« Les partenaires IT face au Cloud : Quels sont les fournisseurs les plus à même de les aider ? 

compuBase Consulting publie quelques résultats d’une étude menée auprès de 2460 partenaires IT sur 5 pays d’Europe (UK/DE/FR/IT/SP), le score indique le total

des points obtenus notés de 1 à 5. Cette question a été posée à ceux ayant déclaré avoir une activité cloud ou souhaitant en développer une.

Ci-après quelques extraits :


Les grands constructeurs / et éditeurs comme leaders naturels

Question posée: « Dans le cadre du Cloud du SaaS et des Managed Services, quels sont les types de fournisseurs les plus capables de vous aider à développer votre activité ? ». Nombre de répondants : 1632 – Cumul des notes de 1 à 5.

Microsoft le mieux perçu pour aider les acteurs de la distribution à se développer dans le Cloud, Google en embuscade…

Dans ces résultats Microsoft se dégage fortement du reste des fournisseurs. IBM, qui a de multiples casquettes (société de services, éditeur, fournisseur d’infrastructure) et qui s’est positionnée depuis longtemps sur le concept de l’informatique « on demand », occupe la seconde position quasiment à égalité avec HP. Un peloton de poursuivants est constitué de Google, Cisco et VMware.

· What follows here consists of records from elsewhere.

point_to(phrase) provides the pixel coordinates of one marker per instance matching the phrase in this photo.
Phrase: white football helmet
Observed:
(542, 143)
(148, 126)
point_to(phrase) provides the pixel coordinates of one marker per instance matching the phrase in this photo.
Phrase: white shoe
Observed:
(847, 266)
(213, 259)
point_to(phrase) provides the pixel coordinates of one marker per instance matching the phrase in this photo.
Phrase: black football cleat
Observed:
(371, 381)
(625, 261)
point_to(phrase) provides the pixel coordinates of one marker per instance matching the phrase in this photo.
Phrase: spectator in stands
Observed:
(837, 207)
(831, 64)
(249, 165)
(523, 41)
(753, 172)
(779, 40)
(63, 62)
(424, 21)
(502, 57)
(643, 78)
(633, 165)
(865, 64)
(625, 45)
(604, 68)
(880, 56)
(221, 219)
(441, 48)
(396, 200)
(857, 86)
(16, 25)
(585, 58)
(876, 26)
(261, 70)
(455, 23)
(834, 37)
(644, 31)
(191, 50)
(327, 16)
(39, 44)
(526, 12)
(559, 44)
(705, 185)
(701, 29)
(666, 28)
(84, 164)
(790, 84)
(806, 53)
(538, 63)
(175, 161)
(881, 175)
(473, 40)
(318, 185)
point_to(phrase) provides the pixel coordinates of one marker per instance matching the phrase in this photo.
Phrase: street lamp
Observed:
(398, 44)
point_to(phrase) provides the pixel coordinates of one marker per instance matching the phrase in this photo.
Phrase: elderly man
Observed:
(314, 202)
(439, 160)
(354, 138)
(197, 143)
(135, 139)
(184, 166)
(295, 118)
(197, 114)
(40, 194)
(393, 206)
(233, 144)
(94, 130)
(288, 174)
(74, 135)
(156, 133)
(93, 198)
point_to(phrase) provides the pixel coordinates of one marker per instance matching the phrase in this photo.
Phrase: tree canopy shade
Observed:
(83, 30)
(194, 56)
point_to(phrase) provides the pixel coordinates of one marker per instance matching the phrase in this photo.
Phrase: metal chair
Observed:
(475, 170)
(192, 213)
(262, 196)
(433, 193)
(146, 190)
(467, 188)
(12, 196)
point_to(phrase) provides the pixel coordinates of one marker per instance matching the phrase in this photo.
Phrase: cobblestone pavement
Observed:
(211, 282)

La position de leader de Microsoft n’est que peu surprenante, la société est positionné aussi bien sur le SaaS que l’IaaS et fut l’un des premiers acteurs à communiquer largement sur le Cloud.

 

Par contre la position de Google en 4ème position est très intéressante. Parmi tous les acteurs listés Google est probablement la société qui a la politique indirecte la plus récente. La société de MontainView, a une approche qui consiste à la fois à respecter les partenaires dans leur valeur – c’est à dire leur capacité à être proche du client, de leur laisser libre de facturer directement le client, mais aussi de leur faire comprendre que ce n’est pas sur la vente de licences que ceux-ci peuvent espérer construire une croissance ou des revenus. Ceci permet à Google de recruter des « partenaires » de nouvelle génération qui basent leur croissance sur l’assemblage de services, dont souvent la messagerie constitue la première marche.

Pour Google, parti d’une feuille blanche en 2009, c’est bien évidement plus facile d’avoir un discours innovant et d’être sélectif sur ses partenaires que pour les grands acteurs qui doivent à la fois préserver un business existant mais aussi se positionner sur un nouveau modèle.

Les hésitations de Microsoft quant à qui devait facturer le client, le revendeur ou Microsoft lui- même, ont été à ce titre assez révélatrices de cette difficulté qui touche tous les grands acteurs traditionnels.